The Ride Home
It was the slowest
walk of my life, I remember praying, hoping, nobody decided to whack me with
their billy club, and, somehow as I tripped out of that freaking situation, I
managed to walk out of the park. Once outside, I frantically search all of my
pockets for a smoke, and when I saw a girl lite up, I asked her,
“Can ya spare one?”
“Ain’t diz da
cwaziest sheet?” She smirked as she offered me a smoke, and lit it for me.
“Thanks!” I smiled.
“Ya eva seen anything
like diz?”
“Na not eva.”
“Ya best get outa
hea, befo da cops come back, an staht bashing evybody,” she said as she walked off towards Broadway.
I smiled and walked
down into the subway, puffing on a smoke for the first time in a couple of months. It seems every time I tried to stop,
something would pull me back for damned a smoke. But the thing about tripping
is that you lose your sense of time, five minutes can seem like hours. The car
was empty, and the monotonous clacketty clack of the tracks made my ride to the Bronx like an eternity.
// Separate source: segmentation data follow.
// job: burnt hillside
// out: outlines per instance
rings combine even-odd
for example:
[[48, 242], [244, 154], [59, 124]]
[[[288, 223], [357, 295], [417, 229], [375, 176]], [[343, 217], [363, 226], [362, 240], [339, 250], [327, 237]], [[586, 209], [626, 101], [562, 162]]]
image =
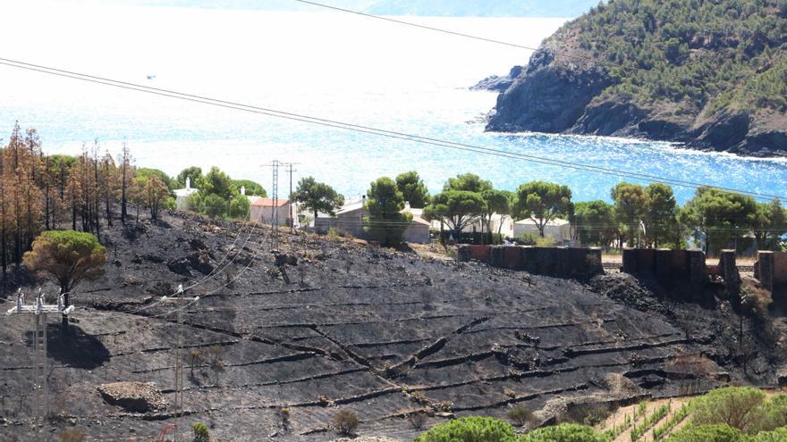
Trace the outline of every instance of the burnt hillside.
[[[72, 336], [49, 320], [53, 434], [78, 428], [89, 440], [148, 440], [178, 423], [177, 315], [153, 303], [216, 269], [187, 292], [204, 297], [184, 310], [179, 423], [206, 422], [221, 440], [331, 440], [343, 409], [358, 414], [360, 434], [408, 440], [417, 430], [405, 416], [418, 410], [431, 414], [427, 426], [452, 414], [503, 417], [513, 404], [546, 405], [546, 419], [571, 401], [677, 394], [686, 373], [673, 363], [686, 354], [708, 358], [702, 388], [727, 377], [772, 386], [785, 363], [747, 319], [745, 375], [728, 303], [664, 301], [628, 276], [528, 284], [522, 272], [290, 235], [276, 263], [260, 231], [250, 238], [249, 228], [181, 214], [104, 231], [106, 274], [74, 294]], [[6, 301], [7, 309], [11, 294]], [[0, 423], [26, 440], [30, 320], [3, 321]], [[97, 389], [127, 380], [154, 382], [170, 406], [129, 412]]]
Passenger’s faces looked distorted,
like Picasso works, some, sad, horrendous, others funny, and some ugly. I’m
sure some of them must have thought the same of me. The other end of the car
looked as if it was miles away, and I longed for a smoke. Anyway, there was a
cop in my car leaning up against the doors, and even if I had one, I wouldn’t
have been able to smoke it. It was a long boring ride which took about thirty
minutes, but to me it was for ever, eternity. When I got out of the subway, the
first thing I did was buy a pack of smokes, and lite one up. Once home, I couldn’t
sleep, and I was up half the night puffing away.